There are few better examples of the yawning gap between Donald Trump’s campaign rhetoric and governing reality than his approach towards Israel.

After eight years of Barack Obama’s alleged cool indifference, the Israeli right were led to believe they would have a “true friend” in the White House once again: one who would stop nagging them about settlement building, tear up the hated nuclear deal with Iran and move the US Embassy to Jerusalem.

Four months after his inauguration, and in the wake of his first visit to Israel, Trump appears to be reverting to a much more traditional US approach towards the Jewish state – and one that may, indeed, prove much less predictable than that of recent administrations.

Of course, there was a symbolism to the fact that Trump chose to include Israel in the itinerary for his first foreign trip and to the fact that he became the first sitting president to visit the Western Wall. His speech at the Israel Museum was also free of any call to halt settlement construction or mention of a Palestinian state. The visit also began with the first public direct flight from Saudi Arabia to Israel; an illustration of the thaw in relations between the two countries which lays at the heart of Benjamin Netanyahu’s foreign policy.

However, it is less what Trump said in Jerusalem – in reality, as one journalist noted, he made “no effort to outline the contours of a possible deal” between Israel and the Palestinians – and more what he let slip in Bethlehem that perhaps offers the best clue about his true thinking, such as it is. For some time, Netanyahu has been toying with a response to the 15 year-old Arab Peace Initiative. Unveiled by then Saudi Crown Prince Abdullah, it offered Arab recognition for Israel in return for a Palestinian state with its capital in East Jerusalem in line with pre-1967 borders.

With fears of Iran’s regional ambitions now pushing the Sunni Arab states and Israel closer together, Netanyahu has been touting a modified, so-called “outside-in” version of the API. Instead of an agreement between Israel and the Palestinians prefiguring a wider regional deal, Jerusalem and the Arab capitals would reach their accommodation, with the Sunni states then leaning on the Palestinians to end their intransigent opposition to direct talks with Israel.

But, standing alongside the Palestinian president, Mahmoud Abbas, in Bethlehem, Trump appeared to back the original Arab Peace Initiative formulation. “I also firmly believe,” he stated, “that if Israel and the Palestinians can make peace, it will begin a process of peace all throughout the Middle East.” Throughout his time in Israel, he also repeatedly lavished praise on the “very wise” Saudi monarch, King Salman.

Indeed, it is the Saudis, not Israel, with whom Trump appears most keen to forge a new special relationship.

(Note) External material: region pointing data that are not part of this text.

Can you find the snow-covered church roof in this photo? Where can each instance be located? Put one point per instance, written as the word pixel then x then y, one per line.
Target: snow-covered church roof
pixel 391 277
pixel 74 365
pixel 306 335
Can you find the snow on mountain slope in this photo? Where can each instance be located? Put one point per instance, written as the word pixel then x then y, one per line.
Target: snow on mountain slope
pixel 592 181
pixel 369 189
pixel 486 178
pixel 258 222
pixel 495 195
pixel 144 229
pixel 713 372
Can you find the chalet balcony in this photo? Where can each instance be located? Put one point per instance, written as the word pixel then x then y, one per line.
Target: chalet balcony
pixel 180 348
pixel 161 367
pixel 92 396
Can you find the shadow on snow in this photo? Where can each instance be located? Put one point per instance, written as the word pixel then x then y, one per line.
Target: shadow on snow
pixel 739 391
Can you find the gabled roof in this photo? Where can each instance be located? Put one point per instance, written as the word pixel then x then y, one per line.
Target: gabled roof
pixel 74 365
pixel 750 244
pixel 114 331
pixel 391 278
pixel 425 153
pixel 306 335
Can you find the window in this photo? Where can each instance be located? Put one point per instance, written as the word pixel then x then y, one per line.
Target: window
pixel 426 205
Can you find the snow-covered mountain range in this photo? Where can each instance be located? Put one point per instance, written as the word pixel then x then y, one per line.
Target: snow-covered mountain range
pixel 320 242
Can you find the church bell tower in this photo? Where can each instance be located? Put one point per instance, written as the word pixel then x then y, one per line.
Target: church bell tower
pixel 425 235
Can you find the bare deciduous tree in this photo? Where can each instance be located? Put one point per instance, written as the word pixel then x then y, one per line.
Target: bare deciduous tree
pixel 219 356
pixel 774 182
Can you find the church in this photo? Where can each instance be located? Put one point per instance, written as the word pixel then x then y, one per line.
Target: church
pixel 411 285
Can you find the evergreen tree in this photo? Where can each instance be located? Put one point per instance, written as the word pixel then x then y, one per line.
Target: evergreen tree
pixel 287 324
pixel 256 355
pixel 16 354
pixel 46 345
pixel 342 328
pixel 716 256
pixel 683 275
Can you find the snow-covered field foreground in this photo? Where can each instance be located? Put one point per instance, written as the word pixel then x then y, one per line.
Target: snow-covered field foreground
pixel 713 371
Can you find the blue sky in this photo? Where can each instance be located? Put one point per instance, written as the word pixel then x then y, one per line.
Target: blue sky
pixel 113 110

While in Riyadh, the president announced a $110bn arms deal with the Saudi Arabia – one of the largest in history. While the US normally holds lengthy consultations with Israel before going ahead with any major weapons sales to Arab states, the Trump administration appeared to give Jerusalem barely any notice of the announcement.

When the president went to the Western Wall he refused to allow Netanyahu to accompany him, his advance team allegedly having told the Israelis last week that Judaism’s holiest site was “not your territory. It is part of the West Bank”. As the Haaretz journalist Anshel Pfeffer suggested: “The bottom line is that not only does Trump have no intention of jeopardising his relations with Sunni Arab leaders by moving the US Embassy to Jerusalem, he won’t even make the tiniest gesture in that direction by allowing Netanyahu to join him for a few minutes in the Old City.”

“With Obama,” wrote the former president’s ambassador to Israel, Daniel Shapiro, this week, “the Israelismay not always have gotten everything they wanted. But they always got consistency.” With Donald Trump, they look set to get anything but.